“Invariance-Inducing” Control of Nonlinear Discrete-Time Dynamical Systems

The present study aims at the derivation of model-based control laws that attain the invariance objective for nonlinear skew-product discrete-time dynamical systems. The problem under consideration naturally arises in a variety of control problems pertaining to physical/chemical systems, and in the present study, it is conveniently formulated and addressed in the context of functional equations theory. In particular, the mathematical formulation of the problem of interest is realized via a system of nonlinear functional equations (NFEs), and a rather general set of necessary and sufficient conditions for solvability is derived.

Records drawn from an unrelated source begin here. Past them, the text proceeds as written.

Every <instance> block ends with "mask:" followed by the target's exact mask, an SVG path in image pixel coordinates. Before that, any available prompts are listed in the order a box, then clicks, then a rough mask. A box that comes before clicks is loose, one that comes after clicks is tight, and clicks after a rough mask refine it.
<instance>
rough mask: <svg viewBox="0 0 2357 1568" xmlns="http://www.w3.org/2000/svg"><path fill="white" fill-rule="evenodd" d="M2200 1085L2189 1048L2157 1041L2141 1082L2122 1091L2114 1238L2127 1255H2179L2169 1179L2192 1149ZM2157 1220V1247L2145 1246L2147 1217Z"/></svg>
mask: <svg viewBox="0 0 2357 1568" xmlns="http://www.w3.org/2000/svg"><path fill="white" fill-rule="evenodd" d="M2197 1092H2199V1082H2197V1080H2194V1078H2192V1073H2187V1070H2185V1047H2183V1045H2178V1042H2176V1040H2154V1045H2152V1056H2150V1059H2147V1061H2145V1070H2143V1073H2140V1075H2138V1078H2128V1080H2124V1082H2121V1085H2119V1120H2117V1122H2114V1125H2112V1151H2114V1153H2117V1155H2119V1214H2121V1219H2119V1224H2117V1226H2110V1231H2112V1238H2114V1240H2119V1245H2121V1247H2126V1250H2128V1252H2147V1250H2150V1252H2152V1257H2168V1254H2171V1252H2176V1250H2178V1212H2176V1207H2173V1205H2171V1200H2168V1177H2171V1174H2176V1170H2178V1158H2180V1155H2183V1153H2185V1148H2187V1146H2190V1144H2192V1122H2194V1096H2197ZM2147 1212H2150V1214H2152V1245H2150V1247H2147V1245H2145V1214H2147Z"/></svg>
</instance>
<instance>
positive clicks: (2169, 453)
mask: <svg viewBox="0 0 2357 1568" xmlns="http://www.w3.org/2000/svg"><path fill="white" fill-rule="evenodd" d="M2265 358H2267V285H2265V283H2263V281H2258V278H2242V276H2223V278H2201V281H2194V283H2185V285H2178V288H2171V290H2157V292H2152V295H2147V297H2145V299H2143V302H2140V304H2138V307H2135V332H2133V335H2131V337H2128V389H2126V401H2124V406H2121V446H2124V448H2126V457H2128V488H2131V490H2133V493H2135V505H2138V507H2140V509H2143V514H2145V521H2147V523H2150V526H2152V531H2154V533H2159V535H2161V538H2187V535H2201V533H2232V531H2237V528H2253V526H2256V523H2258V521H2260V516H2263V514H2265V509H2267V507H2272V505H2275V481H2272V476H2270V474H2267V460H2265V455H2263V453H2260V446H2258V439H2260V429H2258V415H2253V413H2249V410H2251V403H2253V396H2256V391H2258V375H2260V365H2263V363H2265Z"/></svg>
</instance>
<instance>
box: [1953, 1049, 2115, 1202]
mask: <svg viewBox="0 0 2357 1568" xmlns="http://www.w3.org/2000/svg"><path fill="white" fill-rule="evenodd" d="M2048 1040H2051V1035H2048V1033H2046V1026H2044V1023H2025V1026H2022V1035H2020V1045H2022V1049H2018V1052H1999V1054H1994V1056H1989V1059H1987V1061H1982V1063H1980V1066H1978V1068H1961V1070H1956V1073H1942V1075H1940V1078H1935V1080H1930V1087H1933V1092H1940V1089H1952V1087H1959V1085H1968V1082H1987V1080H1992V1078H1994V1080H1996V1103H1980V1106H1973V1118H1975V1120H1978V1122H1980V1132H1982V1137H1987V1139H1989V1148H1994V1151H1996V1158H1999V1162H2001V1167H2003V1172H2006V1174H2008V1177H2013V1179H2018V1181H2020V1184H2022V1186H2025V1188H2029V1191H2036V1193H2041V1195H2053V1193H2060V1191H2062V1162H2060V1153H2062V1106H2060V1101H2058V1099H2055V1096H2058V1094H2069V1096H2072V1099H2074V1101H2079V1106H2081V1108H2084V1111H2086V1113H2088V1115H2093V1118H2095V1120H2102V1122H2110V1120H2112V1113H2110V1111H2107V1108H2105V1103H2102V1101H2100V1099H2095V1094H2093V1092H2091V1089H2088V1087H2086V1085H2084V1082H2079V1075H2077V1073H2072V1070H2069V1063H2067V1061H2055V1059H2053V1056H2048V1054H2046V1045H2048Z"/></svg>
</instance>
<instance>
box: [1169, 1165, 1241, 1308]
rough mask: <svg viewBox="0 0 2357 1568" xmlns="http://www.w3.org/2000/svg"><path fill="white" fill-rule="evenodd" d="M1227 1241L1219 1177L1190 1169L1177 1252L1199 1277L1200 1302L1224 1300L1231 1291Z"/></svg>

The solution to the above system of NFEs can be proven to be a unique locally analytic one, and this enables the development of a series solution method that is easily programmable with the aid of a symbolic software package such as MAPLE. It is also shown that, on the basis of the solution to the above system of NFEs, a locally analytic manifold and a nonlinear control law can be explicitly derived that renders the manifold invariant for the class of skew-product systems considered. Furthermore, the restriction of the system dynamics on the aforementioned invariant manifold represents exactly the target controlled system dynamics. Finally, the proposed method is applied to the HF molecular system classically modeled as a rotationless Morse oscillator in the presence of an external laser-field, where the primary objective is molecular dissociation.